SCRIPT ARGUMENTATIF
Dans une questions argumentative persistante, par exemple Faut-il légaliser la drogue ? les arguments et les contre-arguments répétés tendent à se figer et à se constituer en répertoire dont les éléments deviennent les standards des débats orientés par cette question.
Certaines questions argumentatives peuvent se développer et se résorber lors brefs épisodes qui ne laissent aucune trace affective ou mémorielle, par exemple :
Quand pouvons-nous aller chez nos amis ?
D’autres questions, privées ou publiques, restent ouvertes et peuvent se développer sur plusieurs épisodes plus ou moins corrélés.
Où allons-nous construire notre nouvelle maison ?
Les questions politiques, philosophiques et sociales, prises en charge professionnellement, ont une durée de vie indéterminée :
Faut-il légaliser la consommation des drogues douces ?
Faut-il réviser la Constitution ?
Les ordinateurs peuvent-ils penser ? [1]
Les animaux ont-ils conscience d’eux-mêmes ?
De telles questions argumentatives ouvertes attirent les arguments, les contre-arguments et les réfutations. Ces ensembles se stabilisent en argumentaires et scripts argumentatifs, qui peuvent être représentés sous forme de cartes argumentatives.

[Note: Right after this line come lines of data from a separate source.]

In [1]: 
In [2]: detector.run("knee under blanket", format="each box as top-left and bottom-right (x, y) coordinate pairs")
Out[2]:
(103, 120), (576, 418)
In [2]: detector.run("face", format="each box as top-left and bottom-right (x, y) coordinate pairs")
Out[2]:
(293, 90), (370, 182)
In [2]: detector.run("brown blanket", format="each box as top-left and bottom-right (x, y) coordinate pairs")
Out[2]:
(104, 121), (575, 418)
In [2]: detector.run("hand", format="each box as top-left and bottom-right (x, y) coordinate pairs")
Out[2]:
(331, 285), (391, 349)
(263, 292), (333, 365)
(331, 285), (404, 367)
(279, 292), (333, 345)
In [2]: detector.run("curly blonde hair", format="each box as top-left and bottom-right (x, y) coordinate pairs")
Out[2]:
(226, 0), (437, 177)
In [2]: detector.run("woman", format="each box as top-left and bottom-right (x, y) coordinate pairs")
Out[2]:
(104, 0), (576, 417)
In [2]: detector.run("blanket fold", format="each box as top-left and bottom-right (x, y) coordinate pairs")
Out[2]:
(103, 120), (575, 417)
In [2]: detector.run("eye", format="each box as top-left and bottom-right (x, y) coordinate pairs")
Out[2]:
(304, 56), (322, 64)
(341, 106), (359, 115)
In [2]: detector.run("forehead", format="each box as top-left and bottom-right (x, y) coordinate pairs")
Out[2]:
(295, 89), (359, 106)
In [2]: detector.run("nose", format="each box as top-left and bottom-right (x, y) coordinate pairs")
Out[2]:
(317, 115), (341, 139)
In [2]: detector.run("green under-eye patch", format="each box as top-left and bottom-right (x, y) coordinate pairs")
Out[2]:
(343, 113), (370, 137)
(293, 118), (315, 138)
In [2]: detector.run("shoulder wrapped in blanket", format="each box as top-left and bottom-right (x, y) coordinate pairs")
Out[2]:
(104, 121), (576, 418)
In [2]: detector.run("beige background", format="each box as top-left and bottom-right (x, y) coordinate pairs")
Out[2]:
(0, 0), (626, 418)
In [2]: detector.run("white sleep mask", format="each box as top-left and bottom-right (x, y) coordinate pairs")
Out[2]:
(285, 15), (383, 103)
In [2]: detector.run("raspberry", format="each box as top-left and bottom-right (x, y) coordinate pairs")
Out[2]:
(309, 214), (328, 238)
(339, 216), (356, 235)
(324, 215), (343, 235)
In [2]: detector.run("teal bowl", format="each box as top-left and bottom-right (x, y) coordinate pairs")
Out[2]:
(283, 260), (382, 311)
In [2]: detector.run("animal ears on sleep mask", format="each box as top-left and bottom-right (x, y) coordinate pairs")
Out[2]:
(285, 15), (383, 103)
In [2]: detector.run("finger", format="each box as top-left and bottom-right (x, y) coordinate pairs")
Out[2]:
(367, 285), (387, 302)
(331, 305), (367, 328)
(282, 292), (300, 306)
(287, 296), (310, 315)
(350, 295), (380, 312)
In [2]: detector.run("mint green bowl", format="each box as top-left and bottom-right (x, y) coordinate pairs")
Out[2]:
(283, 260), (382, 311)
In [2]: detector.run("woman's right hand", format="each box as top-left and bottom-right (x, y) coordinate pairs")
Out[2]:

Ces scripts sont à la disposition des acteurs prenant position sur cette question, que ce soit dans le rôle de proposant ou celui d’opposant.
1. Argumentaire et ligne argumentative
Le mot argumentaire est utilisé pour désigner les argumentations proposées par une partie : « argumentaire d’un parti politique, argumentaire de vente… » (Rey [1992], art. Argument, qui précise que le mot argumentaire est récent, 1960).
L’expression ligne argumentative peut être utilisée pour désigner un discours développant une série d’arguments co-orientés, ou l’ensemble des discours co-argumentés par différents locuteurs alliés au cours d’un débat.
2. Script
Le script argumentatif attaché à une question est constitué par l’ensemble des arguments et des réfutations standards mobilisés par l’une ou l’autre partie lorsque la question est débattue. Le script correspond à la conjonction des argumentaires des parties en présence.
Il peut varier avec le site argumentatif, en particulier selon qu’il s’agit d’un site privé ou public.
Le script argumentatif se développe avec l’état de la question argumentative. Il est susceptible d’être actualisé un nombre de fois indéterminé, sur une grande variété de sites. Il préexiste et informe les discours argumentatifs concrets, dont il constitue un élément déterminant, mais non unique. Il recueille les arguments sur le fond de la question, de façon relativement indépendante des circonstances spécifiques aux rencontres particulières. Il peut cependant inclure des caractéristiques génériques des intervenants dans le débat et des considérations sur les conditions dans lesquelles il se déroule.
L’argument “la sécurité sociale est en crise” fait partie de l’argumentaire anti-immigration ; sa réfutation “vous manquez de générosité/ soyons généreux” relève de l’argumentaire pro-immigration. Les deux font partie du script de la même question. Un argument visant la personne, comme “et c’est vous qui portez des diamants qui osez nous parler de la crise de la sécurité sociale !” ne fait pas partie du script, l’interlocuteur ne portant pas forcément de diamants. Mais les types d’attaque sur la personne attachés à une question figurent dans le script.
Script et invention
La notion de script modifie traditionnelle selon laquelle les arguments sont “inventés”, c’est-à-dire produits spontanément par le locuteur. Ils peuvent l’être dans certains cas, mais ils ne le sont pas forcément dans l’argumentation socio-politique, en philosophie, et dans toutes les disciplines ouvertes où il existe un état de la question. Dans ces domaines, le stock structuré d’arguments de base n’est pas trouvé mais hérité, fourni “clés en main”. La créativité argumentative s’exerce sur cette base d’un tel script ouvert.
Le travail du locuteur consiste à prendre connaissance du script qui correspond à la question à laquelle il est confronté, puis à jouer sa partition, c’est-à-dire à sélectionner, mettre en parole, actualiser et amplifier les différents éléments de l’argumentaire auquel il s’intéresse, autrement dit à effectuer un parcours sur le script, et si possible, à l’augmenter.
Ce fait a des répercussions sur l’éducation à l’argumentation. Il valorise l’information préalable à la discussion, ainsi que les capacités d’expression et de style de l’argumentateur.